Managing Ministers’ and officials’ conflicts of interest: time for clearer values, principles and action Contents

Summary

The Public Administration Select Committee (PASC) published a report in 2012 on the key issues concerning the Advisory Committee on Business Appointments (ACoBA) and the operation of the Business Appointment Rules. Our new inquiry into Managing Ministers’ Officials’ Conflicts of Interest: Time for Clearer Values, Principles and Action, has shown that nothing significant has changed. PASC made several recommendations, some of which reinforced its previous recommendations. Meanwhile, the problem has escalated, with increased numbers of public servants moving between the public and private sectors, and a number of very high profile cases resulting in declining public confidence in a system that was set up to command trust by mitigating any breaches of the Rules. The Government must urgently review and address these longstanding and recurrent issues.

The regulatory system for scrutinising the post public employment of former Ministers and civil servants is ineffectual and does not inspire public confidence or respect. Our inquiry has revealed numerous gaps in ACoBA’s monitoring process with insufficient attention paid to the principles that should govern business appointments. The failures of governments in this regard have damaged public trust in politics and public institutions and led to repeated scandals. Consequently, we are recommending major reform.

The Business Appointment Rules should be fundamentally changed. A system to manage conflicts of interest needs more than just a code of rules and declarations. A principles-based system, if it is effectively taught by leaders and learned by everyone to be intrinsic to the public service, creates an expectation that individuals will act with integrity, and regulate their own behaviour and attitudes according to those principles. But we believe there should be independent checks across all Government Departments and Executive Agencies to reinforce this, particularly where the risk of conflicts of interest is high. Our report recommends a substantial change of emphasis in the Ministerial Code and the Civil Service Code to highlight the values and prinicples which should guide attitude and behaviour. This goes beyond a mere set of rules. However we also revisit the PASC proposals for a statutory scheme of rules.
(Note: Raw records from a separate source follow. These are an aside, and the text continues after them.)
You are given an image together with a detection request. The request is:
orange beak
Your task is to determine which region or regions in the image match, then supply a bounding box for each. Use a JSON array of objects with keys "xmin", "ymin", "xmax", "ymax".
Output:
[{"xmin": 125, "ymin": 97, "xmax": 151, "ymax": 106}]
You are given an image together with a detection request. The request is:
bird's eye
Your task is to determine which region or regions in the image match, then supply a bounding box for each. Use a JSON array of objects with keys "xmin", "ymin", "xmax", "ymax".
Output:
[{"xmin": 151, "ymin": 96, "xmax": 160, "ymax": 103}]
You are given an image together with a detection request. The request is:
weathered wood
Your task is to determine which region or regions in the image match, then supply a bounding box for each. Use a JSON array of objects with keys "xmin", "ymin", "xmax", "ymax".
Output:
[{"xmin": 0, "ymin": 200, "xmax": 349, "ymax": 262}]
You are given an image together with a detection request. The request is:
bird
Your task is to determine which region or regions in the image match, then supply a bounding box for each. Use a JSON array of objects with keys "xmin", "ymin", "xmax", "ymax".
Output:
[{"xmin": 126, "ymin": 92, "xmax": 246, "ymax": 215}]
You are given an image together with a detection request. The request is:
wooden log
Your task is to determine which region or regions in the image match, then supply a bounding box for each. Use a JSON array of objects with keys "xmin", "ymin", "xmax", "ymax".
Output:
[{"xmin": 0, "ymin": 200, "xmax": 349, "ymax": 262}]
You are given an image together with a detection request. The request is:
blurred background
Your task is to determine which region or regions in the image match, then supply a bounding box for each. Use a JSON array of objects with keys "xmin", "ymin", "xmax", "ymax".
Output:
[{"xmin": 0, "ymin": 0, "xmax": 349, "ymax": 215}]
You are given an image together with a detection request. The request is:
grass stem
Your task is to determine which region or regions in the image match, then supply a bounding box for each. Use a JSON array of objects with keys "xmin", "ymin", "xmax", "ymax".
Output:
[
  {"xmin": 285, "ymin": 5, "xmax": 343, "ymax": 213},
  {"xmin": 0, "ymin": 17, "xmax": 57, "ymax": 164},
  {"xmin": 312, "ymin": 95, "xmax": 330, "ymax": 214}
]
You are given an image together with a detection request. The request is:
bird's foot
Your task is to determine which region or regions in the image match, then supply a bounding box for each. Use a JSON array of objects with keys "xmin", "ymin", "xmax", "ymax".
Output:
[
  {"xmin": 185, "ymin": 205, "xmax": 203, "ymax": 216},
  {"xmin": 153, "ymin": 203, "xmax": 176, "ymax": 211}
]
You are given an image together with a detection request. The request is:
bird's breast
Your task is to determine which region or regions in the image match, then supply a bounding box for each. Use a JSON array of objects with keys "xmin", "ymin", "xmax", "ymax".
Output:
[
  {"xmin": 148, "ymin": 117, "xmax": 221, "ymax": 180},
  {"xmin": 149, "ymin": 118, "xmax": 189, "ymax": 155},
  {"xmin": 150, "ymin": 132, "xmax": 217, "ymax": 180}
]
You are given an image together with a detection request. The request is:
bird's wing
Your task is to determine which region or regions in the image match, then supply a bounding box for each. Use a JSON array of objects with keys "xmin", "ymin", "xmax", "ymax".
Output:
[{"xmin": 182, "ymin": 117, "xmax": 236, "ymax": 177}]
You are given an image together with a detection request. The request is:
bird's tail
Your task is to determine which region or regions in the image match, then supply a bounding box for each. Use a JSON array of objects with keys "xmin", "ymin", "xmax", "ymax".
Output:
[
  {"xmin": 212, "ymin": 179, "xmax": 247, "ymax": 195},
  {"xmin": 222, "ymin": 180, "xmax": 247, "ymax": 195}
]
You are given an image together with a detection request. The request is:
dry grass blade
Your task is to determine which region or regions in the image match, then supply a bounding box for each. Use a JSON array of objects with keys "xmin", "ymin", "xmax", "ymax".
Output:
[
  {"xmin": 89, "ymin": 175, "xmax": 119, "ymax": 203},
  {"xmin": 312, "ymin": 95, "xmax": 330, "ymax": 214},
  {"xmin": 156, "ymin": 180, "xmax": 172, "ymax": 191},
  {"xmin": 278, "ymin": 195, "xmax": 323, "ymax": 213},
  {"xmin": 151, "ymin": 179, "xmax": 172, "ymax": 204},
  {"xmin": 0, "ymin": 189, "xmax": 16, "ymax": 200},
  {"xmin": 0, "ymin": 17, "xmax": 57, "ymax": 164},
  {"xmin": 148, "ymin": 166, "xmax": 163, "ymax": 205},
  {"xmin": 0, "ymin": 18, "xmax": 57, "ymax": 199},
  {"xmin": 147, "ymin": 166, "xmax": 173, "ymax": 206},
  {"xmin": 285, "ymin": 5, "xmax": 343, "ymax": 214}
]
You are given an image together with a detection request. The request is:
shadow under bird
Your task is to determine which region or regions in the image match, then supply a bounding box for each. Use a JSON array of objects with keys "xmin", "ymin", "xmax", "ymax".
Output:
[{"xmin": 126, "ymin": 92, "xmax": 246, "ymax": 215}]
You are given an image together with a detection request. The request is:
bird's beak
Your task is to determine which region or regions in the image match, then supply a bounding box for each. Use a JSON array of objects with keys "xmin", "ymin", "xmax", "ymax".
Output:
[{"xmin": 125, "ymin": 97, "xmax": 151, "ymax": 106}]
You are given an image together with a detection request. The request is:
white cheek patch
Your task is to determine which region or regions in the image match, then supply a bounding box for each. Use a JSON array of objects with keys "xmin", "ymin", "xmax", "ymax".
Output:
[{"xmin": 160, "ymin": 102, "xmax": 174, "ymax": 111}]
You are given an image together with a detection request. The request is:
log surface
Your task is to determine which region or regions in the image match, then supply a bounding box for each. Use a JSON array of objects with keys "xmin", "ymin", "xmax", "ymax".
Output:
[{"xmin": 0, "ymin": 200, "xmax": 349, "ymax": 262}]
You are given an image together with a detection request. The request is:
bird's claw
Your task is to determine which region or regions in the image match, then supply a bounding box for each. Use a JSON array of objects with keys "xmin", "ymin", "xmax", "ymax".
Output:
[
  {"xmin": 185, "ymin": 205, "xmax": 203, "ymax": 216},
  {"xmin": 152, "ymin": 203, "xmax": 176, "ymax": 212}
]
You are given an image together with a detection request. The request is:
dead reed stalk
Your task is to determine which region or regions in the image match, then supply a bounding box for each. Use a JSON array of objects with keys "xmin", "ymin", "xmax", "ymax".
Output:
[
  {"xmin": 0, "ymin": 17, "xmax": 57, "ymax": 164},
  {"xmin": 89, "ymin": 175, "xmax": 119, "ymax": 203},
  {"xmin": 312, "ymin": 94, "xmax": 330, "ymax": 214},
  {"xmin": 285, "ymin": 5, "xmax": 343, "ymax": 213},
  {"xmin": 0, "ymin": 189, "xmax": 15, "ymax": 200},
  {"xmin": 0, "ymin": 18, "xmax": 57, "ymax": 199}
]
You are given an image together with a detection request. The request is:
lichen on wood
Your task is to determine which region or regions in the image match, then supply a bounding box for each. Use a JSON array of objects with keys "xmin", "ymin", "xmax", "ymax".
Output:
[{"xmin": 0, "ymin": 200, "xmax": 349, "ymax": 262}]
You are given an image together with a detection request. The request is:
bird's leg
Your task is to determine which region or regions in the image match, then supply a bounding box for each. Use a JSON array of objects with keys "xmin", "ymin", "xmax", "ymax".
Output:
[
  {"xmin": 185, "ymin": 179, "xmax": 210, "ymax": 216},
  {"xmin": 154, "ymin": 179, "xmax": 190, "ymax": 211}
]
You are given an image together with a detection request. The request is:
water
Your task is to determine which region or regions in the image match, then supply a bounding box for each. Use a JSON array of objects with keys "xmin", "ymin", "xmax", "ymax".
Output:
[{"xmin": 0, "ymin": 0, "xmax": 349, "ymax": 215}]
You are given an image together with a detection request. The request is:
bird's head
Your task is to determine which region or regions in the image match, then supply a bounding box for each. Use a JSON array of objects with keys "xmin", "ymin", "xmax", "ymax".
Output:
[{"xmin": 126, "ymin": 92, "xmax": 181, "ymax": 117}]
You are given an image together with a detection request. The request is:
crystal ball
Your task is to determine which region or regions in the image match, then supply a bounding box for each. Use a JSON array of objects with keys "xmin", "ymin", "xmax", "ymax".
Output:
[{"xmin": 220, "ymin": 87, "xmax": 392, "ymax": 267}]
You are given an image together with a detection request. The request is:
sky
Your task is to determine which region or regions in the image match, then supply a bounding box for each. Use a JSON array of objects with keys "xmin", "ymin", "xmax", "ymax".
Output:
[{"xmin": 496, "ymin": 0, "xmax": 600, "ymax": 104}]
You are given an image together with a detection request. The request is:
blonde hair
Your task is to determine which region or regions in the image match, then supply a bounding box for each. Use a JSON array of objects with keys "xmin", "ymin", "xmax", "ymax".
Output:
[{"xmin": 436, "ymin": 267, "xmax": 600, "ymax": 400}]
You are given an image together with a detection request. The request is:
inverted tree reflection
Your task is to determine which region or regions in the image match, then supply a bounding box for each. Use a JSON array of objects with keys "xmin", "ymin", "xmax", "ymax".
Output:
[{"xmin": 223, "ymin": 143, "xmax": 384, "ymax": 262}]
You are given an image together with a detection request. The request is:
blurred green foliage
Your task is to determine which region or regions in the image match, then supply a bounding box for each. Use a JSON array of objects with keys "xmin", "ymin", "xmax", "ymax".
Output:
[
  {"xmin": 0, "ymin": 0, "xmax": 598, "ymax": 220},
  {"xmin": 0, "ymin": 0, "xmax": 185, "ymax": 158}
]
ACoBA, in its current form is a toothless regulator which has failed to change the environment around business appointments. There are numerous loopholes, including, for example, civil servants at lower levels who have responsibility for commercial management. These more junior civil servants are not regulated by ACoBA, only by Government Departments, who are required to publish summary information on the advice and restrictions imposed on their former civil servants. The Cabinet Office must publish aggregated data on all applications by members of the Senior Civil Service below SCS3, and the departmental decisions made on them, showing proportions approved without conditions, and, in the case of conditionality, the categories of decisions made. The data must also cover Executive Agencies. Publication should allow public scrutiny of practice across individual departments and Executive Agencies. The Government’s response on this issue was inadequate. All of the above data should be aggregated and available on the ACoBA website.

The Government must take steps to ensure that the ACoBA system is improved swiftly. In the long term, failure do so will lead to an even greater decline in public trust in our democracy and our Government.